Ultimately, poorly targeted support in the form of helicopter payments, wage subsidies, or broad-based tax cuts (such as a moratorium on GST) is wasteful, and will only serve to entrench inequalities that existed prior to the pandemic. Equally, the time and costs inherent in planning large-scale new infrastructure projects – and the fact that they offer little practical help to the majority of workers who require help now – means that they should not be regarded as a panacea, aiding economic recovery.
Instead, clear, innovative policies, which not only prioritize those most in need, but which also lay the groundwork for further social and economic reform in the medium to long term, are required. For workers and their families, support can be offered via the mechanism of special risk accounts, tailored to meet their individual needs. For small business, help can be provided by facilitating conversations between businesses, landlords, and banks, as well as providing – upon the provision of an approved business plan – forgivable government loans.
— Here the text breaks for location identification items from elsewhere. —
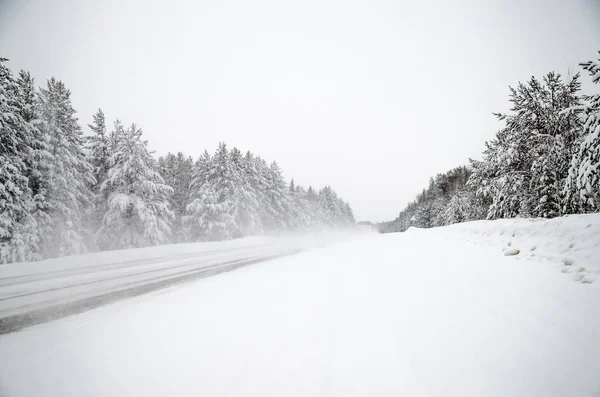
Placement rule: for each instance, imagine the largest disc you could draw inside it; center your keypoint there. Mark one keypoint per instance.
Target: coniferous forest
(65, 192)
(544, 162)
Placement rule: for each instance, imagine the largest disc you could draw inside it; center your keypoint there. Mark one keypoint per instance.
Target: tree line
(64, 193)
(544, 162)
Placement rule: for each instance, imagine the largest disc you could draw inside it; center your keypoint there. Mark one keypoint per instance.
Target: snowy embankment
(438, 312)
(570, 243)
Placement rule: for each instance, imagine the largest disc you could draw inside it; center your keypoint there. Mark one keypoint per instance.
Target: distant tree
(582, 189)
(137, 213)
(70, 174)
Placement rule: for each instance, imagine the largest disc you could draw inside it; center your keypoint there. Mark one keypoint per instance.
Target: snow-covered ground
(439, 312)
(32, 293)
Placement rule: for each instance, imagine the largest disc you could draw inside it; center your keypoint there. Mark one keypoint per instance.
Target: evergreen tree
(17, 237)
(137, 212)
(582, 189)
(177, 171)
(99, 158)
(69, 174)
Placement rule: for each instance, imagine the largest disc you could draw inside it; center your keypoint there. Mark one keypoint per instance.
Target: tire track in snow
(17, 322)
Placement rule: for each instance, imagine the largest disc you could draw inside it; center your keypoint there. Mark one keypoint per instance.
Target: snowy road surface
(35, 293)
(440, 312)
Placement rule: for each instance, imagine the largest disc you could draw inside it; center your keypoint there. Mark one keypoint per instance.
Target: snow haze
(337, 92)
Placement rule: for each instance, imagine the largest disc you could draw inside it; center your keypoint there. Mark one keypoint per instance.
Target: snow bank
(571, 244)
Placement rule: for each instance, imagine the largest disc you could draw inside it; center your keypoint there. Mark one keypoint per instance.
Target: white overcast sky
(370, 97)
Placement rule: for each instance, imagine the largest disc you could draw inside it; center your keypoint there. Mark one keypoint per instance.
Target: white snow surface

Finally, to help manage the recovery, and ensure our younger generations are not saddled with debt, the government must also identify, and eliminate, unnecessary spending, privilege, and waste. It can find an extra $15 billion per annum by doing so, contributing to the recovery in the short term, and – more generally – to implementing wider scale reform once the immediate crisis has been put behind it.
The authors point out:
In 2019, the Warehouse Group made an after-tax profit of $74 million dollars. Even allowing for some inevitable pain, good corporate management suggests that it should have been able to look after itself during the lockdown, or, failing that, should have been capable of paying back a loan once its stores reopened. Similarly, the partners in wealthy law firms like Simpson Grierson, Bell Gully and MinterEllison have enjoyed years of high six (and sometimes even seven) figure salaries. Why haven’t they been required to fend for themselves and their businesses? Why, when the good times suddenly come to an end, have they gone cap in hand to the government? And why has the government responded by treating them the same as workers and small businesses who have never enjoyed an equivalent level of wealth and who do not enjoy access to the resources they do?
You could argue the listed companies have a duty to their shareholders to take the subsidy if they are eligible.
Overall a excellent paper that emphasizes the importance of spending being of high quality, not scattergun.